L’action directe remplacera les élections politiques. Au lieu d’accepter d’être gouverné, le peuple souverain peut créer le monde qu’il veut habiter. Quand les membres d’une communauté partagent le pouvoir et jouissent de l’égalité des chances, ils sont désireux de participer. Tout le monde apporte quelque chose à la table. Tout le monde contribue et toute la société en bénéficie.
Les communautés deviendront aussi interconnectées et interdépendantes que des systèmes écologiques. Mais chacune restera autonome dans la vaste matrice de la nature. Les états et les nations tels que nous les connaissons finiront sans doute aussi aux oubliettes de l’histoire.
Au lieu de l’exploitation et de la compétition cynique du capitalisme, ce sont des principes de coopération et de besoins sociaux qui régiront ces communautés. Dans un écosystème sain, le bien-être des individus dépend du bien-être de la communauté et vice versa. Personne ne sera abandonné. Nous avancerons tous ensemble.
Tous les organisme vivants ont une origine commune et une destinée commune. L’écologie et l’économie doivent se fondre en un système naturel intégré qui favorise la survie sur le long terme dans un monde déjà dévasté par l’homme industrialisé. La guérison écologique et sociale doit faire partie du processus de construction de communautés soutenables.
La transition du capitalisme à la coopération ne sera ni facile ni douce. Il y aura de nombreux faux départs. Au début il y aura une résistance féroce au changement révolutionnaire. Nous avons tendance à nous accrocher à ce qui nous est familier et confortable, à ce que nous connaissons, même quand le paradigme dominant et la culture populaire nous nuisent.

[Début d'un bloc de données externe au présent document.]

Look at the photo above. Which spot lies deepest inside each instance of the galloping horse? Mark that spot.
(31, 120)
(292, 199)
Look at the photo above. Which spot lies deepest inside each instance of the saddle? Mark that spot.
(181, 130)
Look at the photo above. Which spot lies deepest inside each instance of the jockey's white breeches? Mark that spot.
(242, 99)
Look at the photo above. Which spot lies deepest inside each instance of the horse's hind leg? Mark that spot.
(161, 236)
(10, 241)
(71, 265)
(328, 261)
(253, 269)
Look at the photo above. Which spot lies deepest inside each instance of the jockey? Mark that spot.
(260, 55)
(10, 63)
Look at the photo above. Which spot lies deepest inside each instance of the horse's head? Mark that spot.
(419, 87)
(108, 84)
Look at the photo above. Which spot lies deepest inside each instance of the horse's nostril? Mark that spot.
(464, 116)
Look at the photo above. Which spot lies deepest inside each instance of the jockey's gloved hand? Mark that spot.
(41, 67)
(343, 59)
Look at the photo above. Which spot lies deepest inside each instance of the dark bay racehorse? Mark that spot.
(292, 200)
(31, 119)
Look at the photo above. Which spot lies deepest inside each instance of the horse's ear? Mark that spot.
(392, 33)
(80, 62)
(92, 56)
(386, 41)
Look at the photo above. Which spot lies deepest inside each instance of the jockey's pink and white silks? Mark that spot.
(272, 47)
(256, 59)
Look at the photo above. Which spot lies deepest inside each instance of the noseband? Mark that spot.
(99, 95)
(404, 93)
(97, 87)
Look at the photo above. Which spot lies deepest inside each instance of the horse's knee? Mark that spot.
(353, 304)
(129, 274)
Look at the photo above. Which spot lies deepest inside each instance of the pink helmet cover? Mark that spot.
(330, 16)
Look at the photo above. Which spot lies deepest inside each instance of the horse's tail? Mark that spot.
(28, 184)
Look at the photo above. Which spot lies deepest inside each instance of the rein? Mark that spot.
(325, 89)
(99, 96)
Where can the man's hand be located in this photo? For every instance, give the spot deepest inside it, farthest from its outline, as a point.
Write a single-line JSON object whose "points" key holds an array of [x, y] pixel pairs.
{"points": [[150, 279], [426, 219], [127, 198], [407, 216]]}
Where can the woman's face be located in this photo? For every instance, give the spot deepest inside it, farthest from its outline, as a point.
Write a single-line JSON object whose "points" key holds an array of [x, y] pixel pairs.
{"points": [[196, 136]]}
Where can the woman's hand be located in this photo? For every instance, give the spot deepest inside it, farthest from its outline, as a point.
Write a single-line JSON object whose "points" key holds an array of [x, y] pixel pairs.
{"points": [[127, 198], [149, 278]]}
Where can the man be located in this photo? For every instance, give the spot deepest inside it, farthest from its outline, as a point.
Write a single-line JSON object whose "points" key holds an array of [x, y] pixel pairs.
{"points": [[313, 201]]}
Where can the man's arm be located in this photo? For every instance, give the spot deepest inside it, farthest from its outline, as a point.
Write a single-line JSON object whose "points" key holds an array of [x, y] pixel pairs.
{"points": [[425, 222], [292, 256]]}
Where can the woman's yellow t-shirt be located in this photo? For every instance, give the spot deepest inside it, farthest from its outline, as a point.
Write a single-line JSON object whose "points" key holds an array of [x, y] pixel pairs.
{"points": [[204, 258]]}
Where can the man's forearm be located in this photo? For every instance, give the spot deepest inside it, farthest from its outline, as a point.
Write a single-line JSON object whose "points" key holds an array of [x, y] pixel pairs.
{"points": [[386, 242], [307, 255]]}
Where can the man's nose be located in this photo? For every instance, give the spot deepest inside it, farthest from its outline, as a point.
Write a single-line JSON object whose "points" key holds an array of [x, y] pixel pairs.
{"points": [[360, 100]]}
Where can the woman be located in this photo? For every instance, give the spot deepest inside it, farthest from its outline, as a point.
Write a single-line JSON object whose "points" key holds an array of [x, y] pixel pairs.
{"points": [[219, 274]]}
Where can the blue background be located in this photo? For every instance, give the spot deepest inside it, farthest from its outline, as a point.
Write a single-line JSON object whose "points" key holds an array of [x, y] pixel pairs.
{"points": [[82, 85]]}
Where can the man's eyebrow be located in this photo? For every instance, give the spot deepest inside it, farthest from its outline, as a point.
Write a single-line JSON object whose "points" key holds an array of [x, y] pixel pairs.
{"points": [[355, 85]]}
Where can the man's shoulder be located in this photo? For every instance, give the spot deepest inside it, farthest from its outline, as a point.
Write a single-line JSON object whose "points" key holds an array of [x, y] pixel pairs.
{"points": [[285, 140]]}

Les premiers pas sur une nouvelle route sont souvent les plus difficiles. Le chemin n’est pas tracé. Il y aura des angoisses et des incertitudes. Mais il faut se lancer. L’alternative est l’oubli. Si nous engageons dans cette nouvelle odyssée, cela assurera la survie de l’espèce et nous verrons l’avènement d’un nouvel âge des lumières.
Charles Sullivan
Charles Sullivan a une maîtrise en sciences de la nature ; c’est un militant communautaire et un auteur indépendant qui habite dans the Ridge et Valley Province de la Virginie Occidentale.